D graph library

Wed May 8 05:34:32 PDT 2013

On 05/06/2013 07:09 PM, H. S. Teoh wrote:
> So what I envision as far as graph libraries in D are concerned is
> something like the generic range API, where there is a fixed convention
> as to what constitutes a graph/digraph/etc., and the library itself is a
> template library that is able to handle any data type that conforms to
> the requirements.

So, let's have a bit of a think about what you really, really want in a graph
interface.

Something along the lines of the following:

	nodes   /* @property that returns a RandomAccessRange to the collection
                   of nodes.  You could also call this "vertices" or
                   "vertexes"; "nodes" is shorter.  Should be O(1). */

        edges   /* Returns a RandomAccessRange to the collection of edges, i.e.
                   a list of node pairs.  Should be O(1). */

Note that these properties should be O(1) to return, but obviously traversing
them is O(N) [O(V)] or O(E) respectively, where N [V] is the number of nodes
[vertices] and E is the number of edges.

Note also that both the above automatically define the count of nodes/edges, but
we could of course add courtesy functions to give them directly.

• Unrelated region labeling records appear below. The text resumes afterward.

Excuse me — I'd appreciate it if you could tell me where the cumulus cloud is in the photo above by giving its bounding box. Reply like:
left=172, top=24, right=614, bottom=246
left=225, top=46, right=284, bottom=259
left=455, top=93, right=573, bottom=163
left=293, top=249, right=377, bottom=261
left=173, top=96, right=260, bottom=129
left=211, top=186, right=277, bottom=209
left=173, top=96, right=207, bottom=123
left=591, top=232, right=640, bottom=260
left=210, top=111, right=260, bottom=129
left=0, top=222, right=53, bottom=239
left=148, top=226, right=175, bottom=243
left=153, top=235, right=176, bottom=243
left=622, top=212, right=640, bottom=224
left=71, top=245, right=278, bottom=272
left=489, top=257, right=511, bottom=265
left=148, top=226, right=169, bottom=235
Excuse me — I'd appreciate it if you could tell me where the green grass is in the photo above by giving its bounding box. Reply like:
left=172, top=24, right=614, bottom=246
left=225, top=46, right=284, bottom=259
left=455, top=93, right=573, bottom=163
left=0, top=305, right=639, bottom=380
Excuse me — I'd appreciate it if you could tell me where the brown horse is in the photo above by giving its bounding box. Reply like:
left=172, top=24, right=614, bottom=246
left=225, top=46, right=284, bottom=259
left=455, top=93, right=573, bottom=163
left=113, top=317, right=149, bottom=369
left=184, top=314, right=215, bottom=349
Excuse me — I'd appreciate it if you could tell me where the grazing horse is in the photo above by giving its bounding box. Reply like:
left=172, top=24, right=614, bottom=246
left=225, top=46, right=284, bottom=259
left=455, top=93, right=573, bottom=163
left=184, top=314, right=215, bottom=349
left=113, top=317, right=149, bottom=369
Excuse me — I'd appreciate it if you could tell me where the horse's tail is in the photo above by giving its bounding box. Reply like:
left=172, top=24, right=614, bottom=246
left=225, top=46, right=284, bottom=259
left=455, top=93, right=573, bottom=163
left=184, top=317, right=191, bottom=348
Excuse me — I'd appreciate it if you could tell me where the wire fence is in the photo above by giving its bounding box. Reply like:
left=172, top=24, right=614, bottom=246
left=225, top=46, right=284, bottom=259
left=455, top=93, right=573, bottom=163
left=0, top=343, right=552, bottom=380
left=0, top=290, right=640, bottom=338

Finally, a reasonable question is whether they should return ranges of actual
nodes or edges, or ranges of node/edge IDs.

You'd also need to define various characteristics such as isDirected,
isMultiGraph, isMixedGraph, isSimpleGraph, isWeighted, etc.  Ideally most of
these would be compile-time constraints but might also be implemented as runtime
queries (e.g. isBipartiteGraph could be a compile-time constraint but equally
one could at runtime query a graph without this constraint and prove that it
could indeed be divided into two disjoint sets which satisfy the conditions of
bipartitivity [bipartiteness?]).

Then for nodes/vertices you'd want to define a number of properties:

       neighbours   /* OK, OK, neighbors.  Purely in order to save keystroke
                       time for programmers.  Returns a RandomAccessRange to
                       the collection of nodes that the given node links to.
                       For directed graphs you might want to add a template
                       qualifier of "out" (default) or "in" to allow getting
                       neighbours that this node points to, or neighbours that
                       point to this node.  Should be O(1) [but maybe needs to
                       be O(d)?] */

       edges        /* Returns RandomAccessRange of edges that connect to this
                       node.  For a directed graph you might want again a
                       template qualifier of "out" (default), "in" or "all".
                       Should be O(1) [but maybe needs to be O(d)?] */

Again, these should be ideally be O(1) to return but are obviously O(d) to
traverse where d is the degree of the node.  Note that degree (and in/out degree
for directed graphs) can be implicitly calculated from the above, but we could
add courtesy functions to this extent.

It should also be possible to define arbitrary collections of node properties,
such as colour, type, textual labels, numerical properties etc., and to query if
a node has them (preferably at compile-time).

You'd also want to define functions on node [node ID?] pairs, such as a function
that returns the edge [edge ID?] linking two nodes if they _are_ linked, and
null otherwise.

Similarly for edges you might want to define various properties:

      head, tail     /* the origin and destination nodes respectively */

      isDirected     /* is this a directed link? */

      isLoop         /* does this edge connect a node to itself? */

      isWeighted     /* does this edge have an associated weight? */

      weight         /* ... if it does ... */

And again, you'd want to be able to define arbitrary collections of edge
properties besides "weight", and be able to query (preferably at compile-time)
if an edge has them.

OK, those are some VERY provisional thoughts (on a very tentative proposal:-)
But I'd be happy to receive feedback, particularly on some of the choices (e.g.
should we consider it essential for the ranges in all circumstances to be
RandomAccessRanges or will it help to make some of them simpler?  Should the
ranges be of actual node/edge entities or node/edge IDs? etc.)